Con sigilo, se viene urdiendo un proyecto que reestructurará el orden geopolítico en la dirección que venimos advirtiendo: la IIRSA, Iniciativa para la Integración de la Infraestructura Regional Sudamericana, que agrupa a los 12 países de la UNASUR. IIRSA asegura la participación transversal de los países sudamericanos, indistintamente de su orientación bolivariana o neoliberal, en la ejecución de infraestructura vial, ferroviaria y portuaria, para la circulación de las mercancías primarias extraídas de nuestros territorios, con el fin de abastecer la demanda del crecimiento industrial chino.
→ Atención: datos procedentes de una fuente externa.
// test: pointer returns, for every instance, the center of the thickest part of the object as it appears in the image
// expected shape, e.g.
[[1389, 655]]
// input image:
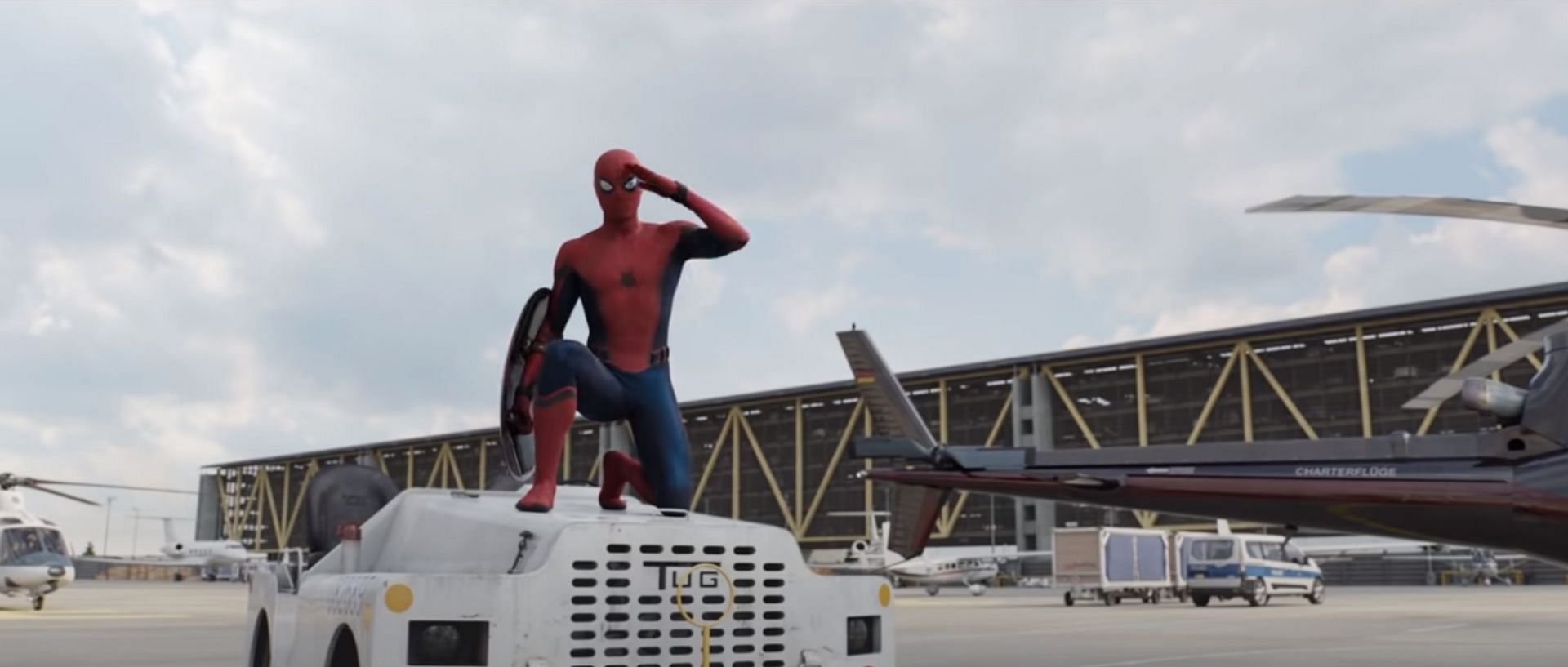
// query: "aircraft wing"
[[1446, 489], [1010, 556], [1438, 207], [1356, 486], [915, 511], [143, 561]]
Hace solamente una semana, chilean president M. B., de visita en China, ofrecía a Xi Jinping la disponibilidad absoluta de Chile como puente entre Asia y Latinoamérica. La ocasión correspondía al foro de las Nuevas Rutas de la Seda, es decir al anuncio de infraestructura para la circulación de mercancías entre China y Europa. Este llamado multilateralismo no es más que el fortalecimiento del imperialismo chino, frente a la decadencia de la hegemonía norteamericana. Y con la restauración de la derecha dura en Argentina y Brasil, la Alianza del Pacífico se hace también atlántica, entonces el bioceanismo como geopolítica latinoamericana parece fundamental en este movimiento estratégico que sustenta al capitalismo chino como fábrica material de un planeta cuya extinción está calculada y hasta gestionada.

Cuando los aún enarboladores de la izquierda clásica nos dicen que criticar a Maduro es estar contra el socialismo, recordemos que los gobiernos progresistas jamás fueron anticapitalistas, siempre hablaron de redistribuir la riqueza producida por el trabajo alienado, o sea esclavo. Sólo existe política clásica para quienes creen que no hay nada más fuera de eso. Y fue George W. Bush quien dijo: “o están con nosotros, o están con los terroristas”. Pero esto no es un cúmulo de insumos para el entristecimiento general, en cambio es un llamamiento a todxs quienes creen en la política, a ejercerla de manera radical, con el cuerpo afectado y afectando, esparciendo la potencia revolucionaria entre las pieles fértiles y los nervios frágiles.